Open Campus at Pentucket: the Pros and Cons

Imagine having the freedom to leave school during your study hall or lunch. You could escape cafeteria food, grab that homework assignment you forgot at home, or run an errand that your demanding schedule has no time to accommodate for. These luxuries could be possible with an open campus at Pentucket.

Students at Pentucket think an open campus policy would have its benefits. Junior James Lussier claims that he would take advantage of this rule. “I could go home and eat,” he says. This freedom could also give students the time to grab food at nearby businesses, like Nick’s Place or the West Newbury Food Mart.

Senior Maddie Torrisi says that this policy would be helpful for her. “I forget stuff [at home] all the time, so I could go and get stuff instead of calling my mom.” Students could easily drive home and back in the wake of forgetfulness, lightening the load on parents with busy schedules.

Torrisi also commented on the unfairness of senior sign-out with the new nonrotating schedule.

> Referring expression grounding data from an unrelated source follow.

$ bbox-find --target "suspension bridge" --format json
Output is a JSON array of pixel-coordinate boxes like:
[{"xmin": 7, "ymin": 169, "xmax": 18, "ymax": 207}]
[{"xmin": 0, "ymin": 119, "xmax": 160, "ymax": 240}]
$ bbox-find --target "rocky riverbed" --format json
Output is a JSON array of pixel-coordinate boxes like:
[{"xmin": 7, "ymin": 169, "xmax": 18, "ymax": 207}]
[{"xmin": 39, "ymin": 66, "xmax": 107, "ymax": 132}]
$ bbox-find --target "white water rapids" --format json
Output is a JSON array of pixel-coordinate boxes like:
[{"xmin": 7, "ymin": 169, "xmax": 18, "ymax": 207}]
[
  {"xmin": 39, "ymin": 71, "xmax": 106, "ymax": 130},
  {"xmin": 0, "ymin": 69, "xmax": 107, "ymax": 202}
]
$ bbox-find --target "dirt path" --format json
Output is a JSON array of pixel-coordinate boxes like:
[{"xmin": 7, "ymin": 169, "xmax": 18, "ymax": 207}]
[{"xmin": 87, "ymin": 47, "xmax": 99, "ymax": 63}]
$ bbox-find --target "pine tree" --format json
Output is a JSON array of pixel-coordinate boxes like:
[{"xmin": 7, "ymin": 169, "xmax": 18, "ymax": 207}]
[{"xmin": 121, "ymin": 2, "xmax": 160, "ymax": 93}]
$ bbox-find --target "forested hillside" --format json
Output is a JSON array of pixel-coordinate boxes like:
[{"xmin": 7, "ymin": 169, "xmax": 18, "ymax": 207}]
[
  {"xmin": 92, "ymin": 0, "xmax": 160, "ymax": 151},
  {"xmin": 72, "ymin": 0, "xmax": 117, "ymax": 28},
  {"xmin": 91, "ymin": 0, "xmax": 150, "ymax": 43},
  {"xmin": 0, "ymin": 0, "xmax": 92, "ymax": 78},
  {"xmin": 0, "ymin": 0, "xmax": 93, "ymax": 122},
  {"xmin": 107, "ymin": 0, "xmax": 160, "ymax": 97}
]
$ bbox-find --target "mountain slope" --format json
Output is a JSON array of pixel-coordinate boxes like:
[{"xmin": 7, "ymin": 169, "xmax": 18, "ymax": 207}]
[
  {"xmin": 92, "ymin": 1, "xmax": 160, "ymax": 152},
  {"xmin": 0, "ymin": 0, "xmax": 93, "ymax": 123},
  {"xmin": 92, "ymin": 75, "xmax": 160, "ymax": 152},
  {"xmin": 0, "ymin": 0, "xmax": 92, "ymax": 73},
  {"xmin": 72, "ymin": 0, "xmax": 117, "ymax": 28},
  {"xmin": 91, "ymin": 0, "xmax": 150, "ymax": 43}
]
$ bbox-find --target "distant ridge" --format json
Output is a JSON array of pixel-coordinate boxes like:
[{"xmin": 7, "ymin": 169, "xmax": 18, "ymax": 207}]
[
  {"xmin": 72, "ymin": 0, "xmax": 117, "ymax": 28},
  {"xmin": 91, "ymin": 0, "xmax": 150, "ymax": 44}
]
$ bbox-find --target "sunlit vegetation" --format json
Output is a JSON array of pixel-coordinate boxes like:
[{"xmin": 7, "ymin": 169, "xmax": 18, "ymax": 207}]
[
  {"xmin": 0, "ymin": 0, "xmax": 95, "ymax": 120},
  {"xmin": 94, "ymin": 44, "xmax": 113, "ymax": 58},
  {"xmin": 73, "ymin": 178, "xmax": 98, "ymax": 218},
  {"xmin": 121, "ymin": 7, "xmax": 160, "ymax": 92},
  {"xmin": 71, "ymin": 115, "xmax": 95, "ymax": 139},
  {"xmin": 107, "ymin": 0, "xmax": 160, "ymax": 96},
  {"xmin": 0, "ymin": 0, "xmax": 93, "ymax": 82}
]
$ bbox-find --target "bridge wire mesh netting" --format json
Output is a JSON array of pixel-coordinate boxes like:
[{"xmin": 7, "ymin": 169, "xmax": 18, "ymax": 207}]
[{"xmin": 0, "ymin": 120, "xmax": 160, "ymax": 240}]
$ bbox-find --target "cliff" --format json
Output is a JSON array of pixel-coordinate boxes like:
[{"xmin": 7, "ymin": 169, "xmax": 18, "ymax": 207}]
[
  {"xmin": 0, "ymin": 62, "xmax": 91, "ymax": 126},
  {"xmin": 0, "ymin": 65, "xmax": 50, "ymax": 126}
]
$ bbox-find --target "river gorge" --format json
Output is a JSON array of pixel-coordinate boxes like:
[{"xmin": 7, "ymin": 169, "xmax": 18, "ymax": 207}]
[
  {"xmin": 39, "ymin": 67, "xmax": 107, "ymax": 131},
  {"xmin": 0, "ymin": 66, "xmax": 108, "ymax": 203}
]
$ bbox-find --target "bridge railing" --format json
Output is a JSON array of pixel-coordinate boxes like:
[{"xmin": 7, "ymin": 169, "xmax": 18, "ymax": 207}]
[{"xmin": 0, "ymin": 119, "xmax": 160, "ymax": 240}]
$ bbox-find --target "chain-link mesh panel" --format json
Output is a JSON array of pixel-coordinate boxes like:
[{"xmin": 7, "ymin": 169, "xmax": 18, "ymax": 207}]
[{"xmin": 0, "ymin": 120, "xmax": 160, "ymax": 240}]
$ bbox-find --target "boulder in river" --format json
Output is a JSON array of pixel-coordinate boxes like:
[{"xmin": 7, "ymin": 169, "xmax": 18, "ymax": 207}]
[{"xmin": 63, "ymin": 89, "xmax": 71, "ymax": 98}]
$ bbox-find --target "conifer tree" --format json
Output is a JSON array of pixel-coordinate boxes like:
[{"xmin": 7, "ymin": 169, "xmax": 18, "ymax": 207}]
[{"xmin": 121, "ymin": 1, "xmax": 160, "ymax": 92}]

She claims she is a fan of the static schedule, but having a study hall during third period doesn’t allow her to take advantage of sign-out. She says, “Having a study hall in the middle of the day makes me feel like I’m wasting my time.”

Jana McCoy, a Pentucket freshman, says that underclassmen would enjoy this freedom, despite the fact that they cannot drive. Students would have to travel by foot to get where they want to go. She says, “I personally wouldn’t go anywhere, but I know people who would.”

The idea of an open campus seems unimaginable to students at Pentucket, but little do they know that open campus high schools only recently became a thing of the past. According to the School Health Policies and Programs Study from 2000, a survey covering a sample of U.S. high schools showed that 65.3% of high schools and school districts had a closed campus policy. This number rose to 75.1% in 2006.

Jay Soucy, a Pentucket parent, says that his high school had an open campus. Jay graduated from Chelmsford High School in 1980. People could leave and come back as they pleased, and “it was everyone’s responsibility to get back to the school in time for class.”

An open campus policy presents concerns. Nathaniel Melone, a Pentucket junior, says that it is “an easier way to skip class.” That is why he believes that if the policy was implemented it should only apply to people who maintain good grades and can be trusted.

Lussier disagreed with Melone. He says, “I think it would be fine if it was well documented and strict and a parent signed off on it.”

Junior Rebecca Torrisi made a point about safety. She says this policy should only be applicable to people that keep a car at the school. “People shouldn’t be able to walk,” she says, “Safety is an issue because we are under the care of the school.”

Some Pentucket students did not think that an open campus policy would be a good idea. Jennie Nelson, a Pentucket junior and Merrimac resident, says, “It works for Groveland and West Newbury students, but Merrimac students live too far to get home and back in time.” She says it is “unfair for some students to leave but not everyone else.”

One of the main reasons why schools all over the nation dismissed the policy was to keep students from abusing their off-campus freedom. Authorities feared students were using their free time for alcohol and drug use.

A closed campus allows schools to have more control over students. Containing the students within the building helps administrators keep track of the students and make sure they are staying out of trouble. However, parents who want school to be their children’s baby sitter are not realistic.

There are pros and cons in an open campus policy, but if one was implemented in Pentucket, students would have to prove that they can handle this freedom by making responsible decisions. As junior Kelly Murray says, “It’s a privilege, not a right.”